5. USC referrals should only be returned to the referrer in exceptional circumstances. Referrals that do not have the required clinical information for effective vetting should be returned, in accordance with the Cancer Waiting Times (CWT) Data & Definitions Manual. The referrer should be informed and advised to resubmit the referral with additional information.

  • Referrals should only be returned in the rare instance where there is insufficient information for vetting to occur.
  • Referrals that are returned to the referrer should be accompanied by a clinical letter or electronic communication with an explicit statement of the additional information required for vetting of the referral to occur.
  • If the referral includes symptoms or clinical features which meet the threshold for investigation, based on criteria from the Scottish Referral Guidelines for Suspected Cancer, the referral should not be returned for additional information, and the person should be managed on a USC pathway accordingly. If further assessment or investigation is indicated to evaluate the presenting symptoms or clinical features, this should be performed as part of, or concurrently to, the USC pathway such that cancer assessment and investigations are not delayed.
  • Where a USC referral is sent from one secondary care specialty to another, details of the reasons for return of the USC referral and requests for additional information should be communicated to the initial secondary care referrer. They would retain responsibility to supply any further relevant information or re-referral. In addition, the person's Primary Care Clinician should receive a copy of correspondence for information.

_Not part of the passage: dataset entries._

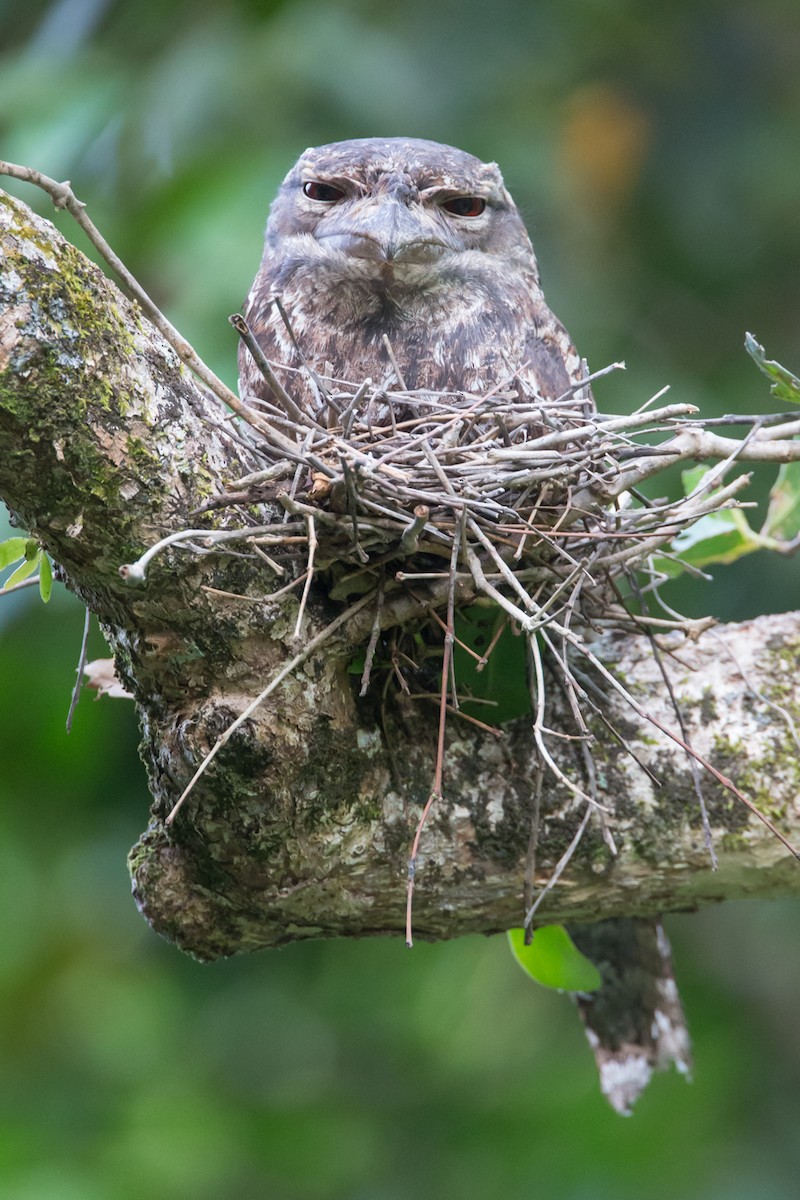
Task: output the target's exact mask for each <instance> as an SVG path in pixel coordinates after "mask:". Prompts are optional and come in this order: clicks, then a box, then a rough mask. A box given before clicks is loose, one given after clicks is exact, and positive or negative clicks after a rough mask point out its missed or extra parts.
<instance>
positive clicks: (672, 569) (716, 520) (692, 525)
mask: <svg viewBox="0 0 800 1200" xmlns="http://www.w3.org/2000/svg"><path fill="white" fill-rule="evenodd" d="M709 469H710V468H709V467H704V466H702V467H692V468H691V470H684V472H681V482H682V487H684V494H685V496H690V494H691V493H692V492H693V491H694V488H696V487H698V486H699V485H700V484H702V481H703V478H704V476H705V475H706V474H708V472H709ZM710 494H711V496H712V494H714V492H711V493H710ZM763 548H764V540H763V538H762V535H760V534H757V533H756V532H754V530H753V529H751V527H750V523H748V522H747V518H746V516H745V514H744V512H742V510H741V509H723V510H721V511H718V512H709V514H706V515H705V516H703V517H699V520H697V521H696V522H694V523H693V524H691V526H688V528H686V529H681V532H680V533H679V534H678V536H676V538H674V540H673V542H672V546H670V550H672V552H673V554H674V556H675V557H676V559H679V562H676V560H675V558H669V559H666V558H656V563H655V565H656V566H657V569H658V570H660V571H663V574H664V575H668V576H669V577H670V578H674V577H675V576H678V575H680V574H681V564H682V563H685V564H686V565H687V566H693V568H697V569H698V570H703V568H705V566H711V565H712V564H714V563H735V560H736V559H738V558H742V557H744V556H745V554H752V552H753V551H754V550H763Z"/></svg>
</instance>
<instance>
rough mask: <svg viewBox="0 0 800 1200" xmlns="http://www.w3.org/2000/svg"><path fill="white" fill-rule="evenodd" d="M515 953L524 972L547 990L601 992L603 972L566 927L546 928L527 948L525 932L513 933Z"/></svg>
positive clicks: (542, 927) (538, 932) (512, 941)
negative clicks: (582, 953) (570, 932)
mask: <svg viewBox="0 0 800 1200" xmlns="http://www.w3.org/2000/svg"><path fill="white" fill-rule="evenodd" d="M509 944H510V947H511V953H512V954H513V956H515V959H516V960H517V962H518V964H519V966H521V967H522V970H523V971H524V972H525V973H527V974H529V976H530V977H531V979H535V980H536V983H540V984H542V985H543V986H545V988H555V989H558V990H559V991H597V989H599V988H600V986H601V984H602V979H601V978H600V971H599V970H597V967H596V966H595V965H594V964H593V962H590V961H589V959H588V958H587V956H585V955H584V954H582V953H581V950H579V949H578V948H577V946H576V944H575V942H573V941H572V938H571V937H570V935H569V934H567V931H566V929H565V928H564V925H543V926H542V929H537V930H536V932H535V934H534V940H533V942H531V943H530V946H525V931H524V929H510V930H509Z"/></svg>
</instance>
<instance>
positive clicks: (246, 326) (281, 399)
mask: <svg viewBox="0 0 800 1200" xmlns="http://www.w3.org/2000/svg"><path fill="white" fill-rule="evenodd" d="M228 320H229V322H230V324H231V325H233V326H234V329H235V330H236V332H237V334H239V336H240V337H241V340H242V342H243V343H245V346H246V347H247V349H248V352H249V354H251V356H252V359H253V361H254V362H255V366H257V367H258V370H259V371H260V372H261V374H263V376H264V378H265V380H266V383H267V385H269V389H270V391H271V392H272V395H273V396H275V398H276V400H277V401H278V403H279V404H281V407H282V408H283V412H284V413H285V414H287V416H289V418H290V419H291V420H293V421H295V422H296V424H297V425H299V426H301V427H305V426H306V425H308V422H309V421H311V422H312V424H313V425H319V422H318V421H315V420H314V419H313V418H312V416H309V415H308V414H307V413H303V410H302V409H301V408H299V407H297V404H295V402H294V400H293V398H291V396H290V395H289V392H288V391H287V390H285V388H284V386H283V384H282V383H281V380H279V379H278V377H277V376H276V373H275V371H273V370H272V367H271V366H270V362H269V360H267V358H266V355H265V353H264V350H263V349H261V347H260V346H259V344H258V342H257V341H255V337H254V335H253V331H252V329H251V328H249V325H248V324H247V322H246V320H245V318H243V317H242V314H241V313H239V312H235V313H233V314H231V316H230V317H228ZM319 427H320V428H321V426H319Z"/></svg>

  • In some cases, additional information may be available at vetting which excludes a diagnosis of cancer, such as recent investigations performed in secondary care. If the person's symptoms do not meet criteria for another non-USC pathway, then the referral should be returned to the referrer with an explanatory communication and, where the person's understanding is explicit from the referral, the person should be informed.

Example Case: A 65-year-old ex-smoker presents with a 4-week history of a cough. A chest x-ray is performed and reported as normal. Their Primary Care Clinician refers them to the Respiratory Service as USC priority. The vetting clinician in secondary care can see that they had a normal CT Pulmonary Angiogram performed two months previously when the person self-presented to the Emergency Department, with no evidence of a lung malignancy. The referral is returned to the Primary Care Clinician with an explanatory electronic letter. As the referral stated that the person was aware of the possibility of lung cancer, the vetting clinician writes to the person to advise them that the recent CT scan is sufficient to exclude lung cancer at this point, and to contact the department if the cough persists for investigation on the Chronic Cough Pathway (Patient Initiated Review).